Tell me more about the Declaration of Conscience. You plan on handing this out to passersby.
The idea for the Declaration of Conscience came to me from the pages of the Washington Post. Apparently South African activists and academics had experimented with it in South Africa. I immediately thought of the Kurds and how we too should duplicate their effort. I did. It took me three months to come up with a working draft. I had to work with some lawyers to put it in legalese, so to speak. I posted it on my website to collect signatures. Turkish thugs managed to sign it with all kinds absurd names, forcing me to abandon it as a signature campaign. It is about 1,000 words long and sums up the story of the Kurds and Kurdistan from the perspective of a Kurdish patriot.
Ideally how many participants would you like to see helping out with this? I mean, the ones who are going to be blindfolded.
I need at least four people for the blindfolding part—each one representing a dismembered part of Kurdistan. But I have prepared 20 blindfolds, just in case our friends would like to try what it means to be a Kurd just for two hours. If any Kurd or a friend of the Kurds happens to live in the DC area, please consider staffing our protests.
You say your goal is ‘to highlight the plight of the Kurds.’ What do you hope that those who see these street performances will take away?
If through our street performances we manage to plant a question mark in the minds of the passersby, I would feel eternally relieved and sleep, again, like a baby if you will.

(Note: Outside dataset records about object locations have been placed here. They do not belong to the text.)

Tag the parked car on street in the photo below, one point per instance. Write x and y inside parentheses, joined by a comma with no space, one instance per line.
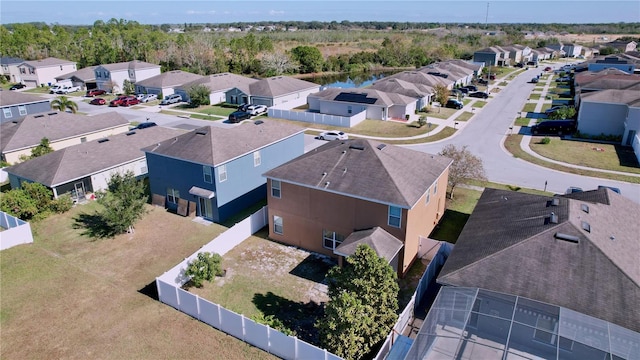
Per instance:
(171,99)
(333,135)
(98,101)
(256,109)
(479,94)
(149,97)
(17,86)
(454,104)
(95,92)
(237,116)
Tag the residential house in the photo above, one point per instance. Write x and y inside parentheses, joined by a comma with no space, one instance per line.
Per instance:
(422,93)
(62,129)
(284,92)
(87,167)
(43,72)
(85,78)
(111,77)
(218,85)
(492,56)
(15,105)
(219,170)
(623,46)
(611,112)
(346,189)
(377,105)
(166,83)
(10,68)
(532,276)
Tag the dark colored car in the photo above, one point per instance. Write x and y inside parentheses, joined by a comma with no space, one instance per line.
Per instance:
(17,86)
(98,101)
(95,92)
(236,117)
(145,125)
(553,127)
(454,104)
(117,101)
(479,94)
(130,101)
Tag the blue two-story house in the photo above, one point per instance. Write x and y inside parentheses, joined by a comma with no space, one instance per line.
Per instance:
(220,169)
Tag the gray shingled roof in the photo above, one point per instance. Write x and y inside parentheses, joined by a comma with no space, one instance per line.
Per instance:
(82,160)
(279,86)
(50,61)
(215,146)
(223,81)
(13,98)
(55,126)
(509,245)
(169,79)
(384,244)
(365,169)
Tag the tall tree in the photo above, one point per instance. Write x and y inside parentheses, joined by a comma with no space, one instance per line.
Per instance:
(465,167)
(63,103)
(363,303)
(124,202)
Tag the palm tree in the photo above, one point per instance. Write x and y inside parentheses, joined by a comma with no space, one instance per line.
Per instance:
(63,103)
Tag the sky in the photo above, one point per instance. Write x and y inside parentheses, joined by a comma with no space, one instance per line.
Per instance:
(86,12)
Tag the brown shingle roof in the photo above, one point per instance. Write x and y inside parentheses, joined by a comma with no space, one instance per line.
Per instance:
(82,160)
(365,169)
(215,146)
(509,245)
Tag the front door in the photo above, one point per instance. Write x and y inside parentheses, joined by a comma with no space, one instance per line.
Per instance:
(205,208)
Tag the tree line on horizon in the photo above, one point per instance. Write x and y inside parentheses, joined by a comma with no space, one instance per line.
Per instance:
(268,53)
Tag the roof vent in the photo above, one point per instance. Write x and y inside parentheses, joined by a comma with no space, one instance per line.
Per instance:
(567,237)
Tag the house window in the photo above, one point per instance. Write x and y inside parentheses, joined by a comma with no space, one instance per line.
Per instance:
(331,240)
(395,215)
(222,173)
(257,160)
(173,195)
(278,227)
(276,188)
(206,171)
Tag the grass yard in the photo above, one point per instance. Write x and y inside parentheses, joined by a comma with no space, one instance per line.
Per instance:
(512,144)
(600,156)
(265,277)
(70,296)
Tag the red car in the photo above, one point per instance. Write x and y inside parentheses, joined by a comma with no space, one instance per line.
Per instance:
(117,101)
(130,101)
(98,101)
(95,92)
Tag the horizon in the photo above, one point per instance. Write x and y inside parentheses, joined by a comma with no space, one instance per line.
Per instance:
(158,12)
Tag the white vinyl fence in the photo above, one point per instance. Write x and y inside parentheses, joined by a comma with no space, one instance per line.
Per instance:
(318,118)
(170,292)
(15,231)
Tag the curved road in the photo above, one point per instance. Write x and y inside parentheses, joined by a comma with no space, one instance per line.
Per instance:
(485,133)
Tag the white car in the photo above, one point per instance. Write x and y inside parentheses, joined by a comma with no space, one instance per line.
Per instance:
(256,109)
(333,135)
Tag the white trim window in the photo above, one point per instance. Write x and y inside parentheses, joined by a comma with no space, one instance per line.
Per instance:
(207,173)
(395,216)
(173,195)
(276,189)
(278,225)
(331,240)
(222,173)
(257,159)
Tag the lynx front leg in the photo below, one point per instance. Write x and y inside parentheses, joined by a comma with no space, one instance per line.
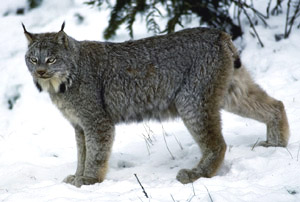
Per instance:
(98,140)
(81,154)
(247,99)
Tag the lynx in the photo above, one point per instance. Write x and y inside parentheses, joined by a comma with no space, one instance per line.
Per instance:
(191,74)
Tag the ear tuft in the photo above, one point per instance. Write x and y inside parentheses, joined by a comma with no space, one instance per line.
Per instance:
(28,35)
(62,26)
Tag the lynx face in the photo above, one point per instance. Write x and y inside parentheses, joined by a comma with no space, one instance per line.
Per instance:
(47,61)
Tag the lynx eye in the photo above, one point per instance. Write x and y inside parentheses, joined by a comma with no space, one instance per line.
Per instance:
(33,60)
(50,60)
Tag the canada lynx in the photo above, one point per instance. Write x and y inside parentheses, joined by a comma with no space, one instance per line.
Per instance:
(191,74)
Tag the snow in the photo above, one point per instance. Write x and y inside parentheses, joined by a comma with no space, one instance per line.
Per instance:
(37,145)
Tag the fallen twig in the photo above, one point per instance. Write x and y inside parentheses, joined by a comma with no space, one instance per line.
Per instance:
(146,195)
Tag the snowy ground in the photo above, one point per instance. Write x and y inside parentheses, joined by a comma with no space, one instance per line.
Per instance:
(37,145)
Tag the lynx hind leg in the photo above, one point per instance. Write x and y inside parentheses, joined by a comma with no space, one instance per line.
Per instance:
(204,125)
(247,99)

The world is suffering from an abundance of ignorance. It was Goethe who once noted, ‘The most frightening thing in the world is to see ignorance in action.’ There is plenty of it in the Middle East. There is a lot of it here among the PhD types that make up the population of the Washington, DC as well. We at AKIN are trying our hardest to serve the Kurdish truth gratis. Perhaps people of goodwill will try to taste it, and there are no guarantees, but if they do, we think Kurds and Kurdistan will be closer to the dawn of emancipation and liberation.